INDReporter

This week in awesome: Truckstop tiger granted freedom

by Walter Pierce

A Baton Rouge judge Friday granted a permanent injunction preventing the Louisiana Department of Wildlife & Fisheries from renewing a truckstop owner's license to keep a 550-pound Siberian-Bengal tiger in a 700-square-foot enclosure at his Tiger Truck Stop in Grosse Tete.

A Baton Rouge judge Friday granted a permanent injunction preventing the Louisiana Department of Wildlife & Fisheries from renewing a truckstop owner's license to keep a 550-pound Siberian-Bengal tiger in a 700-square-foot enclosure at his Tiger Truck Stop in Grosse Tete. The ruling by District Judge Mike Caldwell means, barring an appeal, that Michael Sandlin will have to get rid of Tony the tiger in December when the permit lapses. Caldwell denied the plaintiffs' motion that the permit be revoked immediately. Court costs were assessed against LDWF.

The ruling is a huge victory for Portland, Ore.-based Animal Legal Defense Fund, which filed suit against LDWF last month seeking to free Tony. According to ALDF spokeswoman Lisa Franzetta, ALDF will try to work with LDWF in December to find a good home for the tiger. Many supporters of the animal's emancipation have lobbied to have him transferred to a big-cat sanctuary.

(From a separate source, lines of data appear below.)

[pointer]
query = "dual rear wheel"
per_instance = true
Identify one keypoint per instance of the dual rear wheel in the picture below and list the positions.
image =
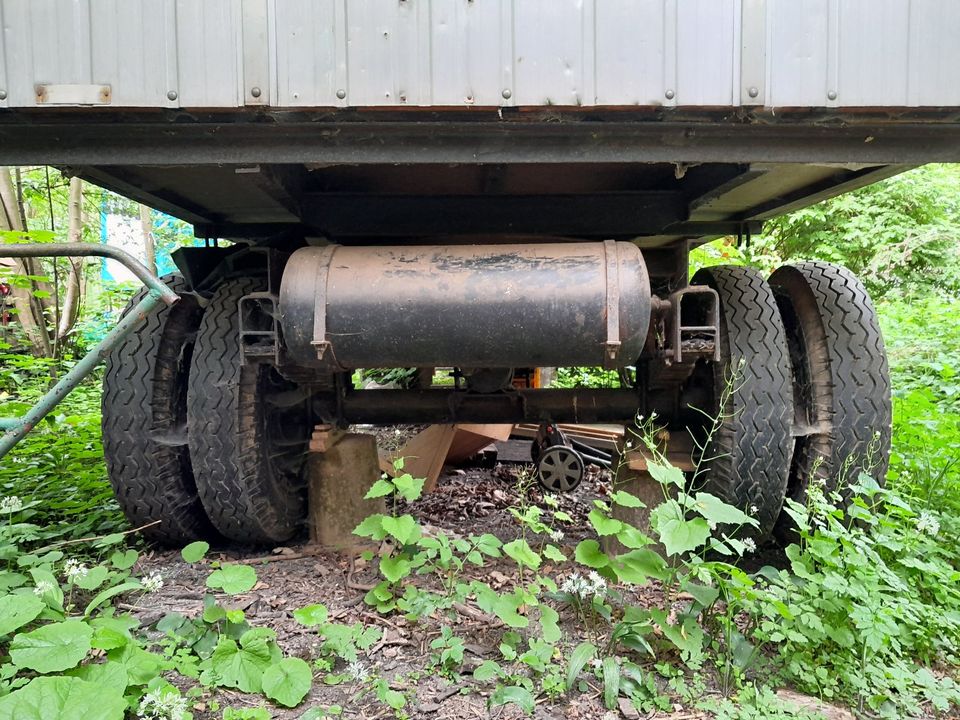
(801, 392)
(199, 443)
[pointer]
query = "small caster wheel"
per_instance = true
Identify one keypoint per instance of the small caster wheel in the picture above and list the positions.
(560, 469)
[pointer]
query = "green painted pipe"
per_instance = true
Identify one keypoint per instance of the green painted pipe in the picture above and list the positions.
(17, 428)
(14, 429)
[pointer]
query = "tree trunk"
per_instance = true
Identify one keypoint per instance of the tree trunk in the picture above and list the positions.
(71, 297)
(29, 309)
(149, 246)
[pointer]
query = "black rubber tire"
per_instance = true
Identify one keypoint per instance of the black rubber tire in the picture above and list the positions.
(248, 496)
(145, 420)
(568, 460)
(749, 454)
(841, 378)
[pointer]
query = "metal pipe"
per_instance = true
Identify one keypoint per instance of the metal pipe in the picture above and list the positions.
(17, 428)
(89, 250)
(389, 407)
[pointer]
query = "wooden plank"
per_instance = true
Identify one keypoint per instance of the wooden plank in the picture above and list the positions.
(424, 454)
(471, 439)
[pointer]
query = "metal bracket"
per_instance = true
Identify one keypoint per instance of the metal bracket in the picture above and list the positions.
(681, 331)
(612, 345)
(257, 343)
(320, 341)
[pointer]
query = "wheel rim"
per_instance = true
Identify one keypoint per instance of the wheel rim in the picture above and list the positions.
(560, 469)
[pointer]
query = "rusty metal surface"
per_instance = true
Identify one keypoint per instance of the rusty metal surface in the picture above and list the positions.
(532, 305)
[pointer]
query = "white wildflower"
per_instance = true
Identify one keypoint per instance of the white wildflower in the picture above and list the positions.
(928, 523)
(584, 588)
(74, 570)
(162, 705)
(11, 504)
(152, 583)
(43, 587)
(358, 671)
(598, 585)
(573, 584)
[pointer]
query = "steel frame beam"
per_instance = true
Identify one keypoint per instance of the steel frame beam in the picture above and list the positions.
(141, 140)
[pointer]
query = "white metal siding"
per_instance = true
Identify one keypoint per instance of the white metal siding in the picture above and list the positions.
(330, 53)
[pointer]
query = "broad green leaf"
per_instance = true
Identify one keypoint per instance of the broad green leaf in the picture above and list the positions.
(549, 624)
(589, 553)
(611, 682)
(107, 638)
(141, 666)
(381, 488)
(233, 579)
(638, 565)
(311, 615)
(522, 553)
(54, 595)
(705, 595)
(632, 538)
(515, 695)
(93, 578)
(111, 592)
(625, 499)
(124, 560)
(288, 681)
(409, 487)
(17, 610)
(394, 568)
(666, 474)
(63, 698)
(195, 551)
(582, 654)
(506, 607)
(52, 648)
(404, 528)
(372, 527)
(604, 525)
(111, 675)
(552, 552)
(239, 666)
(718, 512)
(678, 534)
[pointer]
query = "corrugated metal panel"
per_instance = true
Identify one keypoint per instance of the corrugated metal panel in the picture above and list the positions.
(797, 52)
(471, 59)
(129, 50)
(209, 53)
(328, 53)
(706, 51)
(934, 59)
(553, 52)
(630, 61)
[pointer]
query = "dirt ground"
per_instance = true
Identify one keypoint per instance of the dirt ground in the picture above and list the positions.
(467, 501)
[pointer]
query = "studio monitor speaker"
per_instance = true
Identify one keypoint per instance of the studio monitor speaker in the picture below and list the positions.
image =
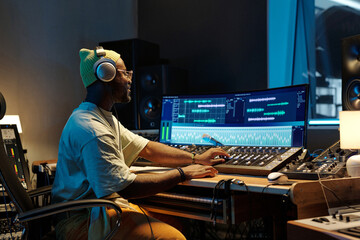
(154, 82)
(351, 73)
(135, 53)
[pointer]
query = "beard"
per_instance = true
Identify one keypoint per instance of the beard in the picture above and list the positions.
(122, 96)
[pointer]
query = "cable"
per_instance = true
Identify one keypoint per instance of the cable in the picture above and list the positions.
(147, 218)
(7, 215)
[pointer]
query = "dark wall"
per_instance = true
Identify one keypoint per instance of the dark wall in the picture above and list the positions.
(223, 44)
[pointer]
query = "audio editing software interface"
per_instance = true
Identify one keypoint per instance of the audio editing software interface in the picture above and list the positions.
(272, 117)
(13, 148)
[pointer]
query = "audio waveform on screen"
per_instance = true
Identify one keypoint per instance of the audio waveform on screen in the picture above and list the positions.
(205, 120)
(211, 105)
(241, 136)
(197, 101)
(255, 110)
(261, 119)
(200, 110)
(265, 99)
(278, 104)
(277, 113)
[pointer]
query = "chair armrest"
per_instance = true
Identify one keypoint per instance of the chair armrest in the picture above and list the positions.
(40, 191)
(66, 206)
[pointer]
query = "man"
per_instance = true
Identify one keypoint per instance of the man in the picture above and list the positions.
(95, 152)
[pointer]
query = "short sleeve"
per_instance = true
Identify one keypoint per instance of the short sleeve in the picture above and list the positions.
(105, 166)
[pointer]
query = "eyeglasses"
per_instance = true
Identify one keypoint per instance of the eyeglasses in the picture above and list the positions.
(128, 74)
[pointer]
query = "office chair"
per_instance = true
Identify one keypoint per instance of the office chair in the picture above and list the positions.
(33, 217)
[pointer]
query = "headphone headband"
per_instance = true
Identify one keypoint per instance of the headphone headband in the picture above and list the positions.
(104, 68)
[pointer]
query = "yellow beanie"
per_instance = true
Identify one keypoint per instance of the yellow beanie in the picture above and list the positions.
(87, 60)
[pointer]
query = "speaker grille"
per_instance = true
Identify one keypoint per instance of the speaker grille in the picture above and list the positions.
(352, 95)
(351, 73)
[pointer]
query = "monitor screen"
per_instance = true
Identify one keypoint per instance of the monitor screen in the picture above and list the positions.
(15, 153)
(271, 117)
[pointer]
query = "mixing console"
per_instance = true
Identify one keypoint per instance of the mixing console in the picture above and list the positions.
(348, 224)
(330, 163)
(250, 160)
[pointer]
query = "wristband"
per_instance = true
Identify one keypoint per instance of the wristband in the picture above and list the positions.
(193, 158)
(182, 175)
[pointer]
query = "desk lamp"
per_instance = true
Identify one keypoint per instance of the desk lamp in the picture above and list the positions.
(350, 139)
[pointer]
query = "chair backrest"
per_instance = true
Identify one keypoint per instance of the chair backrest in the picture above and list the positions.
(11, 183)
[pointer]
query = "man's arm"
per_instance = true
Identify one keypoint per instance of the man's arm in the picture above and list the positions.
(150, 184)
(161, 153)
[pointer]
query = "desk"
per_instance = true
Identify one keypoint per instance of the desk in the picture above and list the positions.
(302, 199)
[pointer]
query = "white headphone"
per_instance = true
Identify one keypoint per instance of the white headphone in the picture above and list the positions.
(104, 68)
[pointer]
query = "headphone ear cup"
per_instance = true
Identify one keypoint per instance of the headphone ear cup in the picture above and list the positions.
(105, 69)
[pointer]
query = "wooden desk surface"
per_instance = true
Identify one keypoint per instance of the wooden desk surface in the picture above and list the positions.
(307, 195)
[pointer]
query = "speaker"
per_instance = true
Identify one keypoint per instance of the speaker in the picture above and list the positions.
(154, 82)
(135, 53)
(351, 73)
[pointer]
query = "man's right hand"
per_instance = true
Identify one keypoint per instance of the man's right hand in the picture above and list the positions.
(198, 171)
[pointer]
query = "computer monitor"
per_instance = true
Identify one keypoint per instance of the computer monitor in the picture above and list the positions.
(272, 117)
(15, 152)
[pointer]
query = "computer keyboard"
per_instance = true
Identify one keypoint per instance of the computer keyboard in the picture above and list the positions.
(250, 160)
(10, 230)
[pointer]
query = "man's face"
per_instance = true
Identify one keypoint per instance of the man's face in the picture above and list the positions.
(121, 84)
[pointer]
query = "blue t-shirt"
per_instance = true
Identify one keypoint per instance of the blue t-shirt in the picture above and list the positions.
(95, 153)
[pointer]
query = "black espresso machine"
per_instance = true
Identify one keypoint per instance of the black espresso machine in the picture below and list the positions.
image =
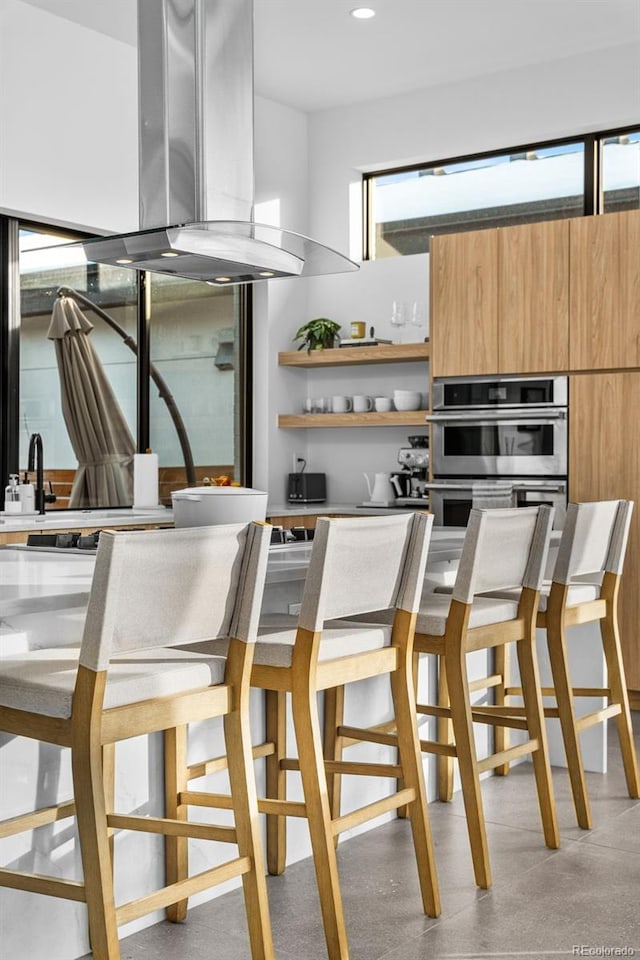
(409, 482)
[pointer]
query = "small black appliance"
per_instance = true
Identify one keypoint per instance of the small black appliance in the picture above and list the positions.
(307, 487)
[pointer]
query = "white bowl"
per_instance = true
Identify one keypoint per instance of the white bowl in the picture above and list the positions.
(407, 403)
(204, 506)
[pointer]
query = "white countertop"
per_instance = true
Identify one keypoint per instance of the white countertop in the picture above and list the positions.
(347, 509)
(37, 581)
(82, 519)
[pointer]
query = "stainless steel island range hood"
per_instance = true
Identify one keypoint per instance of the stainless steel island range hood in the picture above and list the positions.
(195, 65)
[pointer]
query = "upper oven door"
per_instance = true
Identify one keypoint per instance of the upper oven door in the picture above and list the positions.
(527, 444)
(499, 393)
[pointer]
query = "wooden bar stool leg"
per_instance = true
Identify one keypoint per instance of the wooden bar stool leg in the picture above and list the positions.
(459, 698)
(403, 812)
(109, 780)
(410, 758)
(445, 735)
(312, 771)
(333, 718)
(276, 778)
(237, 736)
(501, 734)
(618, 687)
(559, 662)
(537, 731)
(91, 817)
(175, 782)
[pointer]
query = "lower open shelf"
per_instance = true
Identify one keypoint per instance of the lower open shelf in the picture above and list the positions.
(395, 418)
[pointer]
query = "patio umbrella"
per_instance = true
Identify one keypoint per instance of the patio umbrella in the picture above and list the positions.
(97, 429)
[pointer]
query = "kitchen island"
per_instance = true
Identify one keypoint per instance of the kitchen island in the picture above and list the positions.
(43, 598)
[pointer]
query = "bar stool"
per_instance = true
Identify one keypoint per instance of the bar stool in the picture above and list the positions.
(504, 547)
(356, 564)
(149, 589)
(584, 589)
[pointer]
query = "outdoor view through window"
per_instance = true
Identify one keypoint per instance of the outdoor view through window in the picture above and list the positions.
(78, 376)
(545, 183)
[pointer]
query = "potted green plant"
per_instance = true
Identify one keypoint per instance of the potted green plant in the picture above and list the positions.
(317, 334)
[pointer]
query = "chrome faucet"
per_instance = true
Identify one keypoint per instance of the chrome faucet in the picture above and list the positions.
(36, 462)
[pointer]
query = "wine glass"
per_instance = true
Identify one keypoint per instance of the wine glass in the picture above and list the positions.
(398, 319)
(418, 316)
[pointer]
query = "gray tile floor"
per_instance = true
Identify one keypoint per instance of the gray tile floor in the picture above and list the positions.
(580, 900)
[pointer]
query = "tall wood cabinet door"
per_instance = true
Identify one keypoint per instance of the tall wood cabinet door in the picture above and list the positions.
(533, 297)
(604, 291)
(464, 315)
(604, 464)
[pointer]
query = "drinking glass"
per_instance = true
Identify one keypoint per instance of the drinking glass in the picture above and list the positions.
(398, 319)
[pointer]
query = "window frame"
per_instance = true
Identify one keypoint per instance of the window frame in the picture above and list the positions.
(593, 180)
(10, 328)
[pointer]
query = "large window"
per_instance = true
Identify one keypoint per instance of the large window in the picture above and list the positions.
(156, 362)
(404, 207)
(621, 172)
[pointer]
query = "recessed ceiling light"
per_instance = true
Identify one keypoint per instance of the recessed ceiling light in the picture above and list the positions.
(362, 13)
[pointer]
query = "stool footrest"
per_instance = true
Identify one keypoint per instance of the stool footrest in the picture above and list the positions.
(216, 764)
(36, 818)
(38, 883)
(182, 890)
(173, 828)
(506, 756)
(590, 719)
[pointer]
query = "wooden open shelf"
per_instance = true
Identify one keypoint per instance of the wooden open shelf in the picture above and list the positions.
(337, 356)
(395, 418)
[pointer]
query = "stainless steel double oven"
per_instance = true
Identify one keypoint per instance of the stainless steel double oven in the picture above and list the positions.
(498, 441)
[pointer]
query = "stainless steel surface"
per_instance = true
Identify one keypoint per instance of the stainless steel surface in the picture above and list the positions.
(196, 155)
(451, 500)
(500, 427)
(195, 65)
(469, 393)
(472, 414)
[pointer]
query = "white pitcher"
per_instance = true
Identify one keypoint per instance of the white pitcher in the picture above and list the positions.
(381, 491)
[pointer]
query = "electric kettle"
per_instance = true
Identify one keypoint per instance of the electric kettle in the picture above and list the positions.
(381, 490)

Tiger Truck Stop once boasted as many as six tigers and has long been the target of animal rights supporters. In 2009, LDWF ruled that Sandlin's cat clink should be grandfathered and not subject to a new state law barring private ownership of exotic animals. ALDF challenged Sandlin's legal ownership of the animal citing a 1993 ordinance in Iberville Parish that also prohibits exotic-animal ownership. The suite posited that if Sandlin didn't legally own the 10-year-old Tony due to the Iberville law, he couldn't legally be grandfathered in and granted a permit from the state. Judge Caldwell found Sandlin in violation of the section of law requiring the owner to live on the premises where the exotic animal is caged.

Former state Rep. Warren Triche, who authored the 2006 state law banning private ownership of exotic animals, was a co-plaintiff along with two state residents. A Baton Rouge law firm is provided pro bono assistance with the litigation.

"Today, the law was upheld in the state of Louisiana, which has explicit regulations designed to protect tigers like Tony," says ALDF Executive Director Stephen Wells in a press release heralding the ruling. "It is an incredible victory for ALDF, the tens of thousands around the world who have supported this campaign, and most of all, for Tony. We eagerly look forward to the day that he leaves behind the noise and fumes of the Tiger Truck Stop for a new life of freedom that he has never known."

No word yet on whether Sandlin plans to appeal.